Turistas no fogo cruzado
Cinco meses após o sumiço do avião da Malaysia Airlines, a companhia perdeu mais uma aeronave – desta vez, no meio de uma guerra.
No dia 17 de julho de 2014, ao meio-dia no fuso horário local, o jovem músico holandês Cor Pan postou uma foto no Facebook. Era um Boeing 777 da Malaysia Airlines – no qual o próprio Cor Pan estava prestes a embarcar. Na legenda da foto, ele escreveu: “Se meu voo desaparecer a caminho da Malásia, fiquem aí com uma imagem do avião”. A piadinha era referência a outro Boeing da mesma companhia: o voo MH 370, que desaparecera no Oceano Índico apenas cinco meses antes. Os amigos acharam graça: “Boa viagem!” e “Divirta-se” foram as respostas quase imediatas à postagem. Menos de duas horas depois, a tirada do holandês passara de cômica a premonitória. Num desses casos raros em que o relâmpago atinge duas vezes o mesmo lugar (ou a mesma companhia), a Malaysia Airlines voltou a protagonizar uma grande catástrofe.
Ao partir de Amsterdã em direção a Kuala Lumpur, capital da Malásia, o voo MH17 levava 298 pessoas, dentre as quais 193 eram holandesas.
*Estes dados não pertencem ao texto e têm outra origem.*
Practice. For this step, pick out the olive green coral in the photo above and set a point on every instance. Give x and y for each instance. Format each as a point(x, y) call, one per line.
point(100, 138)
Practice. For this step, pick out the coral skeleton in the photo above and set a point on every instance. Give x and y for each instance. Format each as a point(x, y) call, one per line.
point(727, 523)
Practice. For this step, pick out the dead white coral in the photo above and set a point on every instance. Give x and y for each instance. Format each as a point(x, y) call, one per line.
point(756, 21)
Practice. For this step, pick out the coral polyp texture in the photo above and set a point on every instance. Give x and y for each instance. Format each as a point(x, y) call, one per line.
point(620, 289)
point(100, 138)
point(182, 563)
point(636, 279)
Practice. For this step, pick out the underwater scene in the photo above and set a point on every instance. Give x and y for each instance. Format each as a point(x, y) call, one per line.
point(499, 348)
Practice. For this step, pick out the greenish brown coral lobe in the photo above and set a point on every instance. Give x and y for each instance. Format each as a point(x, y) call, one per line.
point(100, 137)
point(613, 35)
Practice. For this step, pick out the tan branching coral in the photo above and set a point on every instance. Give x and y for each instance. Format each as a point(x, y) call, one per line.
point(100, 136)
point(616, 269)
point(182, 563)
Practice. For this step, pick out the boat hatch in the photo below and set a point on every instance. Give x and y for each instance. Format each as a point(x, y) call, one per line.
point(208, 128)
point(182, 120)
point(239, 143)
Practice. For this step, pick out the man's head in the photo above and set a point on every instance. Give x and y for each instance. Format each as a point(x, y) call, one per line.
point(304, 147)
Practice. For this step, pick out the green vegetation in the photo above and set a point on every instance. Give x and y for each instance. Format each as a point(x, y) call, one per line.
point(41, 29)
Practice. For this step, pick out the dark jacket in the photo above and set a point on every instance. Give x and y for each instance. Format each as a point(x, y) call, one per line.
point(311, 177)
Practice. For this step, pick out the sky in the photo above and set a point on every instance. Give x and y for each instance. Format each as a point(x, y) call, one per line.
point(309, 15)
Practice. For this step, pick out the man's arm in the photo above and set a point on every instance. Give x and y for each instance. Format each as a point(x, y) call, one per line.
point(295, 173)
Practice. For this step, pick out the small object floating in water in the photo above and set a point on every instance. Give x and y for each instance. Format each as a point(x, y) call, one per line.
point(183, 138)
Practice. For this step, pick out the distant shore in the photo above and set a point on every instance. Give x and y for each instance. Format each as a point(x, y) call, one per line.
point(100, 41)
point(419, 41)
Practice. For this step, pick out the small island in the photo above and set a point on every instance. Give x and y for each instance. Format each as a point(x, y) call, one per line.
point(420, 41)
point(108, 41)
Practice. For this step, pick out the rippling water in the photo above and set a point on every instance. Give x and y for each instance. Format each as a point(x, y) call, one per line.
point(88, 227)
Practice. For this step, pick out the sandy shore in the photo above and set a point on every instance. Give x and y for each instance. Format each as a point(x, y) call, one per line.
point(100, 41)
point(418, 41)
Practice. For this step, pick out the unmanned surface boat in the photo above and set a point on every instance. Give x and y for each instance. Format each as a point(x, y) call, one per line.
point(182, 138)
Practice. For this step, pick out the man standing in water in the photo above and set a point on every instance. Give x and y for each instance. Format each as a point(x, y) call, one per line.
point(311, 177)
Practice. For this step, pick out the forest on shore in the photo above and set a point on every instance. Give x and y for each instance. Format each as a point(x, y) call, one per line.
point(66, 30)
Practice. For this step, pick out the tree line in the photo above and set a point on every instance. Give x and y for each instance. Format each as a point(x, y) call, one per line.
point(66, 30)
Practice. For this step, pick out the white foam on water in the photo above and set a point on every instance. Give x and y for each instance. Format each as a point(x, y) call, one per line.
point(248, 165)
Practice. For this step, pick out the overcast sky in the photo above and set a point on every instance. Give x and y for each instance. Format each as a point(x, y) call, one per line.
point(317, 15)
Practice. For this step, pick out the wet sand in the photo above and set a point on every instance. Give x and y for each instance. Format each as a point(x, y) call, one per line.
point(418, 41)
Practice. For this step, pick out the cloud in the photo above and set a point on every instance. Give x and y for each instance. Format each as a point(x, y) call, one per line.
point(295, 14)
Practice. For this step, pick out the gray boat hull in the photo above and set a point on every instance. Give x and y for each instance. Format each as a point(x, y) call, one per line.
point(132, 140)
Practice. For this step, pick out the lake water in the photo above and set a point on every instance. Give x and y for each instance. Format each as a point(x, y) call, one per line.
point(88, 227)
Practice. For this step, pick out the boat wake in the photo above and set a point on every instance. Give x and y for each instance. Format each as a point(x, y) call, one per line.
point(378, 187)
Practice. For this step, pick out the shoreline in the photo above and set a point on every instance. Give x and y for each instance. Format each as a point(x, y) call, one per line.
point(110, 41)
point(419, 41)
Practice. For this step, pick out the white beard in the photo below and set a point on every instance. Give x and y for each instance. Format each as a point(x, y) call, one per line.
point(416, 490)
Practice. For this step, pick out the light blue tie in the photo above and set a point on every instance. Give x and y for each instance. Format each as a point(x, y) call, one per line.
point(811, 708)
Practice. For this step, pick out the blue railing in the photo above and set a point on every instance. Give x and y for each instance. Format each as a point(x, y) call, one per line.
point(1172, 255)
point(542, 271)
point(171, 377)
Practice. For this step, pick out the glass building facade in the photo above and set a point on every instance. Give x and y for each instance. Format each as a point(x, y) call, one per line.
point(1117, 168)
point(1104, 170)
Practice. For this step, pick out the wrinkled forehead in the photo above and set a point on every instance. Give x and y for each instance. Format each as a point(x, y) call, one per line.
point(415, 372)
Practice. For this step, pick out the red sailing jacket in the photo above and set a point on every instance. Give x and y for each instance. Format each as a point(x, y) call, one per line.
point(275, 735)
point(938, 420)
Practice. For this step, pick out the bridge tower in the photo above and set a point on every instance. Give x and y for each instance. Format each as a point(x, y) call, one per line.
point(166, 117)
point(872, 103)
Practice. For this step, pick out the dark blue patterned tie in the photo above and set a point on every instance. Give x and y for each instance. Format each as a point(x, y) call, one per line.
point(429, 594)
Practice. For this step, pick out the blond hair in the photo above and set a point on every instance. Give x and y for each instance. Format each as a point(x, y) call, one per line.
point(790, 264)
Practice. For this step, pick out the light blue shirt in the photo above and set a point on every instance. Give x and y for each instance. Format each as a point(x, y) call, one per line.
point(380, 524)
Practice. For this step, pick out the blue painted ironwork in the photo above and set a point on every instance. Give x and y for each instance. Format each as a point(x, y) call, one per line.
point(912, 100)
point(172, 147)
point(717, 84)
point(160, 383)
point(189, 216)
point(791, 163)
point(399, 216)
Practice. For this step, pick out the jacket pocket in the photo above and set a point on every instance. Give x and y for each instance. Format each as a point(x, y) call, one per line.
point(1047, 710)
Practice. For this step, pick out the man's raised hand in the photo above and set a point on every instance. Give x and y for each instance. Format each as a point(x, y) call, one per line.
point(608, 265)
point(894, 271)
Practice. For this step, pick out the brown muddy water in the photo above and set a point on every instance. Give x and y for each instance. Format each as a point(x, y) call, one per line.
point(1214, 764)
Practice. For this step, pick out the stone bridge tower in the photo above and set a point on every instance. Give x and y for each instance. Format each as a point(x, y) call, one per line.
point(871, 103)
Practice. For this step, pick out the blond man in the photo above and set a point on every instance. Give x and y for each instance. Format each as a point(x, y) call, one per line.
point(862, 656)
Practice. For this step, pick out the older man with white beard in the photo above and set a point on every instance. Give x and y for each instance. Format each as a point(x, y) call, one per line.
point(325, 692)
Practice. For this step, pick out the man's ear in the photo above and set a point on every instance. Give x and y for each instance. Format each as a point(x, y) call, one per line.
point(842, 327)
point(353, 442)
O músico Cor e sua namorada, Neeltje, planejavam passar alguns dias à beira-mar em alguma praia do Oceano Índico.
Por volta das 13 horas, o avião passou a sobrevoar a província de Oblatsk, no leste da Ucrânia. Em abril daquele ano, grupos separatistas, apoiados pelo governo russo, haviam declarado a independência da região, dando início a conflitos com o exército ucraniano. Desde o início dos combates, vários aviões e helicópteros das forças armadas da Ucrânia foram abatidos pelos insurgentes no espaço aéreo de Oblatsk. A Associação Internacional de Aviação Civil, no entanto, ainda considerava a região segura, pois até então nenhum voo comercial fora atacado. Mesmo assim, algumas companhias, como a British Airways, já evitavam a área.
Até as 13 horas e 15 minutos, o avião trocava informações sobre a rota com os operadores de voo do aeroporto de Dnipopetrovsk, cidade ucraniana próxima. De repente, veio o silêncio. Pouco depois, a Malaysia Airlines anunciou por meio do Twitter que perdera contato com o avião, e a agência Reuters anunciou que pedaços de fuselagem, cadáveres e bagagens fumegantes foram avistados nas redondezas de Hrabove, aldeia a 40 quilômetros da fronteira russa. Os escombros do voo MH17 se espalharam por uma área de mais de 30 quilômetros quadrados – o equivalente a cerca de 20 Parques do Ibirapuera.
A catástrofe desencadeou uma tempestade diplomática. Uma investigação da Agência de Segurança Aérea da Holanda concluiu que a aeronave foi alvejada por um míssil. Para os governos dos EUA e da Ucrânia, o disparo foi feito por separatistas, que utilizaram um sistema antiaéreo fornecido pela Rússia. O governo russo negou essa versão, jogando a culpa para o outro lado: um caça ucraniano, em combate com os rebeldes, teria alvejado o avião por engano. São poucos os detalhes conhecidos sobre os últimos momentos do voo. Segundo o Conselho de Segurança da Ucrânia, a aeronave explodiu no ar. Nesse caso, é provável que todos a bordo tenham morrido na hora. Mas, entre os escombros, um corpo foi encontrado usando uma máscara de oxigênio.
Uma zona de combate
Desde sua independência da União Soviética, em 1991, a Ucrânia foi um país dividido: parte do país quer estreitar os laços econômicos com a União Europeia e os Estados Unidos, enquanto outra parcela da população se identifica com a cultura e os interesses da vizinha grandona, a Rússia. Em novembro de 2013, parte do povo tomou as ruas em protesto contra o presidente pró-Rússia Viktor Yanukovych, que acabou sendo destituído do cargo. A Rússia deu o troco em março de 2014, invadindo e anexando a região ucraniana da Crimeia. Em maio, milícias pró-Rússia tomaram o controle da província de Oblatsk e declararam independência. Combates entre milícias locais e tropas ucranianas espalharam-se pela região – e foi no meio desse fogo cruzado que o voo da Malaysia entrou naquele fatídico 17 de julho.